Future Stockholm Metro station

Årstafältet is a future underground station on the Yellow Line of the Stockholm Metro, expected to open in 2034. It will be situated in the new district of Årstafältet in southern Stockholm Municipality, between the planned stations Årstaberg and Östbergahöjden.

== Location and design ==
The station will be built 48 meters underground and will be accessed by six high-speed lifts connecting the street level with a mezzanine floor below street level. Along with the other new stations on the Yellow Line, Årstafältet will be equipped with platform screen doors.

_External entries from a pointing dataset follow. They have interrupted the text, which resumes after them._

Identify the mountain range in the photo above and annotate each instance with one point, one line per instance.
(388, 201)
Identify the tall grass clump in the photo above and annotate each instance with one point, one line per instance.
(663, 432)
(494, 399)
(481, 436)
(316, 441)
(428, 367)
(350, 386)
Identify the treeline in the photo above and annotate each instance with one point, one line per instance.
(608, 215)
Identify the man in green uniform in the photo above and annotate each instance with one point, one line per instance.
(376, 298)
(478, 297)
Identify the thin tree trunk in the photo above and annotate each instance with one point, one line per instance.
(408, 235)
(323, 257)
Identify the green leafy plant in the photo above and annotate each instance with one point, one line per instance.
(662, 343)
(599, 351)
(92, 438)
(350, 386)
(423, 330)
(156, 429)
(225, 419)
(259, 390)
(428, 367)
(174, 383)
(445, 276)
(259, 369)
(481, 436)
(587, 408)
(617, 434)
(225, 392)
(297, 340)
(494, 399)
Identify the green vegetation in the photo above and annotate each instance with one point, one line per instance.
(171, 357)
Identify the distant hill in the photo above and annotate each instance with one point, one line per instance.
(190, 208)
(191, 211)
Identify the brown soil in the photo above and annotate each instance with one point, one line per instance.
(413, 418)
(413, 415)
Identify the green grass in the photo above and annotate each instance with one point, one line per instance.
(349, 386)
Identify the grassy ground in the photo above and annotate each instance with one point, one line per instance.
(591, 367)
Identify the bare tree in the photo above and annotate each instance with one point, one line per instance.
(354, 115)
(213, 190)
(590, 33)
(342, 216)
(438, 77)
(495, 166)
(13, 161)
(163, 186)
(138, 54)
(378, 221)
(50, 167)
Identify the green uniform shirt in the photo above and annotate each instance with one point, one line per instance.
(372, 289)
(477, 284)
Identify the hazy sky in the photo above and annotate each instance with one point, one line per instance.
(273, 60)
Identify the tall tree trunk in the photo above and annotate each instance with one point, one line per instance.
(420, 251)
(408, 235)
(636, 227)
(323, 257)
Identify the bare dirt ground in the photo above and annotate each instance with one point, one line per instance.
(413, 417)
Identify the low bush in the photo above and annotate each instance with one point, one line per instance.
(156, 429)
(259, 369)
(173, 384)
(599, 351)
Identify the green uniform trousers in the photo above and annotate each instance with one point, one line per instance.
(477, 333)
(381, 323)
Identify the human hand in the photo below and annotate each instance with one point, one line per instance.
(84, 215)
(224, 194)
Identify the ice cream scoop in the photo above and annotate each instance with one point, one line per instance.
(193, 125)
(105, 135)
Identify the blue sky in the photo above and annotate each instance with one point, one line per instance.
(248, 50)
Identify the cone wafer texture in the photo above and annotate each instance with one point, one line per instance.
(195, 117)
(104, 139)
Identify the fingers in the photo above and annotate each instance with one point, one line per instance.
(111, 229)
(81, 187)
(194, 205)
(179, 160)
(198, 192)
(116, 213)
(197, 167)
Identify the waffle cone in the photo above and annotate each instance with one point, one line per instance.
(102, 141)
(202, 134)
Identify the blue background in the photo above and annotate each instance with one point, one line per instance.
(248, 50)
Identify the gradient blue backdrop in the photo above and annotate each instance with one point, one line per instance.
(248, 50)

Årstafältet metro station is a part of a broader urban development of a neighborhood in the Årstafältet area. The station entrance will be integrated into a new mixed-use block in the western part of Årstafältet, near a square and a park. The location will provide accessibility to the nearby Tvärbanan light rail stop, and to planned bus stops.

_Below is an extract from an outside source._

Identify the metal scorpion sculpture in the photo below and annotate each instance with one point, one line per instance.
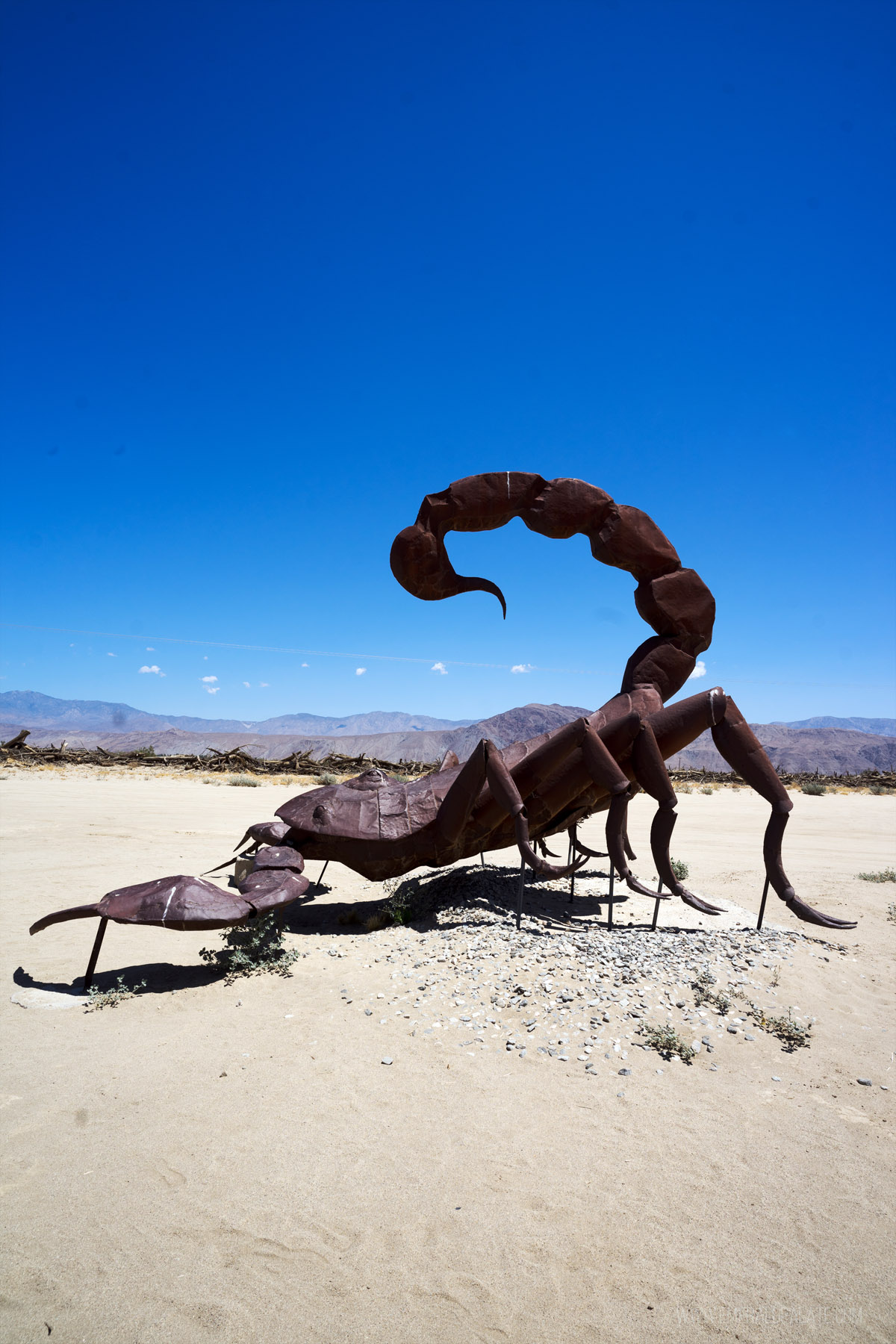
(526, 792)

Travel time will be approximately 6.5 minutes to Fridhemsplan and 3.5 minutes to Älvsjö.

== Construction ==
Construction of the station is part of the Yellow Line extension between Fridhemsplan and Älvsjö. Construction is expected to begin in late 2025, starting with utility relocation before major excavation work begins. The entire Yellow Line is projected to be operational by 2034. WSP has been contracted to prepare the construction documents for the station.